Review by Eric Hillis

Directed by: Søren Juul Petersen

Starring: Anne Bergfeld, Karin Michelsen, Damon Younger

the ringmaster poster

Director Soren Juul Petersen's gruelling Danish thriller The Ringmaster opens in similar fashion to James Whale's 1931 adaptation of Frankenstein, with an announcer warning the audience of the horrors we're about to witness. It takes a certain level of confidence to promise your audience such grisly delights. Whale's film delivered. Petersen's doesn't.

the ringmaster review

A mix of a mildly effective slowburn thriller and an immature piece of torture porn, The Ringmaster plays out over the course of an evening during which the Danish national team is competing in the final of some unnamed sporting event. With the nation pre-occupied, it promises to be a slow night for gas station workers Agnes (Anne Bergfeld), a bookish psychology student whose father runs the joint, and the older, directionless Belinda (Karin Michelsen).


Belinda bets that they get no more than three customers during their shift, and she's right. First up is a weird but seemingly harmless oddball who insists on speaking German.
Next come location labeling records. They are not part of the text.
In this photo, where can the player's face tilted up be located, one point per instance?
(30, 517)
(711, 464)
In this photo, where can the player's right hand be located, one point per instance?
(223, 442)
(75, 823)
Later a pair of creepy young men arrive, with one of them refusing Agnes's request to stop filming her with his camcorder. When they leave, Belinda claims to have seen a woman with duct tape over her mouth on the backseat of their car. Soon after, the two men return, parking their car ominously across the street.

the ringmaster review

This slowburn stalking aspect of The Ringmaster might be somewhat effective were it not inter-cut with flash-forwards that show us how the night ultimately progressed. Agnes is tied to a chair on some sort of stage, the subject of a live show being beamed to an audience of sickos on the internet. An English speaking and accented man in clown make-up (Damon Younger, the Ringmaster of the title) proceeds to torture both Agnes and her prone, unconscious boyfriend.


An unwelcome throwback to the exploitative shockers that clogged video store shelves in the wake of Eli Roth's Hostel, The Ringmaster doesn't have an original idea in its head. There's barely a plot here, and what little story there is doesn't tie together in any coherent fashion. We know from the off that Agnes ends up being menaced by the eponymous villain, but the movie never shows us just how she ended up in his clutches. It almost feels like two different movies have been crudely edited together, one of which is unfinished.

the ringmaster review

Is there really still a market for this sort of dross? I'm no prude, but I just don't see the entertainment value in watching women being tortured in gruesome fashion with no sufficient story to anchor such portrayals of depravity. And boy, is The Ringmaster depraved, with the lowlight seeing the pin of a name tag rammed through a nipple. Far from the terrors promised by the onscreen announcer in the movie's prologue, all we get are the juvenile antics of a filmmaker who really needs to grow up.

The Ringmaster
 is on UK Digital November 30th and in cinemas December 2nd.